The Vienna study found that 73% of patients had a positive clinical response in tumor regression and 64% of patients had significant tumor regression, as well as prolonged survival of up to five years, at which point Dr. Sinzinger stopped following patients.

“We have a much purer version of that product so we can deliver higher doses over a much shorter period of time and treat the underlying bone cancer in addition to the bone cancer pain. And we would expect to show even better results that Dr. Sinzinger did in his study,” Mr. Baum predicts.

QSAM’s third indication for CycloSam is bone marrow ablation as a first step before a stem cell transplant, which is used in some cancer treatments and other diseases, such as Sickle Cell anemia.

In March 2020, physicians at the Cleveland Clinic successfully ablated the bone marrow of an FDA-cleared 25-year-old patient with osteosarcoma bone cancer and myelodysplastic syndrome, a rare blood disorder, prior to a bone marrow transplant. The terminally-ill male patient received a single high dose of CycloSam, 10 times greater than the highest dose currently being used in QSAM’s Phase 1 study.

Mr.
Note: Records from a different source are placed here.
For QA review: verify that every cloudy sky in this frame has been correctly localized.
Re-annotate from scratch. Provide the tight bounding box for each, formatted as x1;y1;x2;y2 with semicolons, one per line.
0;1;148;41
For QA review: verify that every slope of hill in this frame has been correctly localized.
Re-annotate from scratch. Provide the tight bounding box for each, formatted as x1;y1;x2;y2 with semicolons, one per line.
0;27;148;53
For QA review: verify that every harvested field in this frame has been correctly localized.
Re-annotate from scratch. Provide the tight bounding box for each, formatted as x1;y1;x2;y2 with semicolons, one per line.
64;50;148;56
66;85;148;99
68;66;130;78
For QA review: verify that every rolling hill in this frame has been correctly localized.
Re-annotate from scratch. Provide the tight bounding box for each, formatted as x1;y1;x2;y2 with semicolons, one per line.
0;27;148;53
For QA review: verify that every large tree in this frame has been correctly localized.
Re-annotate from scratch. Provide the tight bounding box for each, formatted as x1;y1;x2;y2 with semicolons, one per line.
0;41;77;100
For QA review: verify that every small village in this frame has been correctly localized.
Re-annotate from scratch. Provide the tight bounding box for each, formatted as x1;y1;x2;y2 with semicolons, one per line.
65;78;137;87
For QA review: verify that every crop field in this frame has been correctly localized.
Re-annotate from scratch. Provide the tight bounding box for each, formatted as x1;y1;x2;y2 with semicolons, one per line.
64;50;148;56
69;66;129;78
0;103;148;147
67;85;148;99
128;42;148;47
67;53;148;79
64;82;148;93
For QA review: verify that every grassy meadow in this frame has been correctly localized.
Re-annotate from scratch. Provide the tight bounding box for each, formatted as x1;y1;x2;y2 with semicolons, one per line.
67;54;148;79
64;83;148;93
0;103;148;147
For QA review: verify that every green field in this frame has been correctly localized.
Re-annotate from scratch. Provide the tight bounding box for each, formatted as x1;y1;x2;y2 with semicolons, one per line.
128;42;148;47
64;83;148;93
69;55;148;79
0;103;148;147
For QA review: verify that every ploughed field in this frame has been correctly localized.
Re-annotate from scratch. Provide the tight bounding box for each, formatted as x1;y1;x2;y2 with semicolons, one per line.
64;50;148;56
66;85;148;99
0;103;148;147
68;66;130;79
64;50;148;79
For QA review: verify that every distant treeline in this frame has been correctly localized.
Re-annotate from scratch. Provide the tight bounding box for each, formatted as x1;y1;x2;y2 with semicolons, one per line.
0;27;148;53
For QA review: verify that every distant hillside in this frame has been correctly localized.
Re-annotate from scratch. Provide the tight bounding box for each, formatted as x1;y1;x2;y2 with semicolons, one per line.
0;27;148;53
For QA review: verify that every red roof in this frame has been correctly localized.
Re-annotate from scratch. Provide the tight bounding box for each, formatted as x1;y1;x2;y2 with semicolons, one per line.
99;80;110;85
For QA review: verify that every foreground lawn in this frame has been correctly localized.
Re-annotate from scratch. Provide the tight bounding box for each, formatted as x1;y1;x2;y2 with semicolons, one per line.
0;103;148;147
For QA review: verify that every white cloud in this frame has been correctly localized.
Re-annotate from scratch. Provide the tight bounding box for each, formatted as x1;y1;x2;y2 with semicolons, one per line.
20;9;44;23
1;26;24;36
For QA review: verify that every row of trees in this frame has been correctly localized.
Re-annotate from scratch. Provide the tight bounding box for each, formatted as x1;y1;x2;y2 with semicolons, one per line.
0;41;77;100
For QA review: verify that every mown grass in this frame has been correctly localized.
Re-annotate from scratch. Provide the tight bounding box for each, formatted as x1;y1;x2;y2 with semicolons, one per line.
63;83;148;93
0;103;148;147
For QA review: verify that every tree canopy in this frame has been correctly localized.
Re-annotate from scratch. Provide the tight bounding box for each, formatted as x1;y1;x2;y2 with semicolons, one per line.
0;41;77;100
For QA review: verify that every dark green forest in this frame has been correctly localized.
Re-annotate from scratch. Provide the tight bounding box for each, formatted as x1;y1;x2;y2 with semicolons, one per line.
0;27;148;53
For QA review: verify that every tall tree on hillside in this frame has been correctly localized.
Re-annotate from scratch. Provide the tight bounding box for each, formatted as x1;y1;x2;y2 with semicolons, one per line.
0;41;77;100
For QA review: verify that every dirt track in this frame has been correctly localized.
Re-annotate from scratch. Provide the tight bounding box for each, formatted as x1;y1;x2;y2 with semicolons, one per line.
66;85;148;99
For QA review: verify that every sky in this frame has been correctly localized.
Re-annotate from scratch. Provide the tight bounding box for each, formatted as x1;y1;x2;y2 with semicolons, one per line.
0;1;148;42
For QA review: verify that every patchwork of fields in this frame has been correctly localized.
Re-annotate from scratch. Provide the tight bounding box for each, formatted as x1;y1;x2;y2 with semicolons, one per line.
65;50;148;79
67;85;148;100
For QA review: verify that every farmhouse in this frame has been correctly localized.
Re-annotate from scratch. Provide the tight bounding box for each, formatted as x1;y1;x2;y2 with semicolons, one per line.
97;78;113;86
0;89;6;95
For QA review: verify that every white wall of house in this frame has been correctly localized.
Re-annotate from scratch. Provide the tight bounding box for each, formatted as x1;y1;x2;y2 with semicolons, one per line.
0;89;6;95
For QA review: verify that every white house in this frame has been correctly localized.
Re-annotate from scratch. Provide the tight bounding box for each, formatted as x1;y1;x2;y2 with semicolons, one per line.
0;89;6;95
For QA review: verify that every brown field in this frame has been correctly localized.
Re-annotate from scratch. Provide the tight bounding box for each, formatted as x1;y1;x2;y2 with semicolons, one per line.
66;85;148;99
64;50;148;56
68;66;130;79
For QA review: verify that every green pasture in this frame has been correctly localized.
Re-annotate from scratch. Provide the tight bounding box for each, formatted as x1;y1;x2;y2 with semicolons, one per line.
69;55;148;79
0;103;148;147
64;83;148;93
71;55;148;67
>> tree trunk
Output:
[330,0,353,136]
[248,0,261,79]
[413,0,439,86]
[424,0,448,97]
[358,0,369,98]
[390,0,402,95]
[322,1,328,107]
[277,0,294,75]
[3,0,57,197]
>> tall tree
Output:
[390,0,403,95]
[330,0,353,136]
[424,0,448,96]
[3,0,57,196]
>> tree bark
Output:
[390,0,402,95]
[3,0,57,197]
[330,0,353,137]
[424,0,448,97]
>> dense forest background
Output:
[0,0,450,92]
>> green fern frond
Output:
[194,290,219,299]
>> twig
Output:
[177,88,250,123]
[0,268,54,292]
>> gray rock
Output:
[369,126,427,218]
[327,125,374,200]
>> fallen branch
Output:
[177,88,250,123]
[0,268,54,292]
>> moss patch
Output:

Baum says there were no serious adverse toxicity or tolerability events and the patient responded quite well. “Our product behaved exactly as we’ve seen in animal studies, with skeletal uptake but no lung uptake and very little uptake in soft tissues.” The patient died five months after his stem cell transplant from a hospital-acquired infection unrelated to CycloSam.

While QSAM isn’t pursuing the bone market ablation indication in the near term, Mr. Baum says the company may pursue a grant down the road to conduct a pilot study in bone marrow ablation.

Meanwhile, he says the company is conducting due diligence to license-in a second asset, which would target the treatment of soft tissue cancer.

Mr. Baum says the company has established an on-demand supply chain for patient-specific doses of CycloSam with Iso Therapeutics, which produces DOTMP kits and samarium-152 targets, and with the University of Missouri Research Reactor Center, which converts samarium-152 into radioactive samarium-153 to supply hospitals. That just-in-time process takes 24-to-36 hours.

“Over the next two-to-three years, we intend to expand our supply chain to be commercially ready to scale up,” if CycloSam is approved, Mr. Baum says. “And we are currently in the process of qualifying two additional nuclear reactor sites and contract research organizations to reduce our future business risk and scale up for future anticipated demand.”

* Editor’s Note: This article does not constitute an offer to sell or the solicitation of an offer to buy any securities of QSAM, and shall not constitute an offer, solicitation or sale of any security in any state or jurisdiction in which such offer, solicitation or sale would be unlawful prior to registration or qualification under the securities laws of any such state or jurisdiction.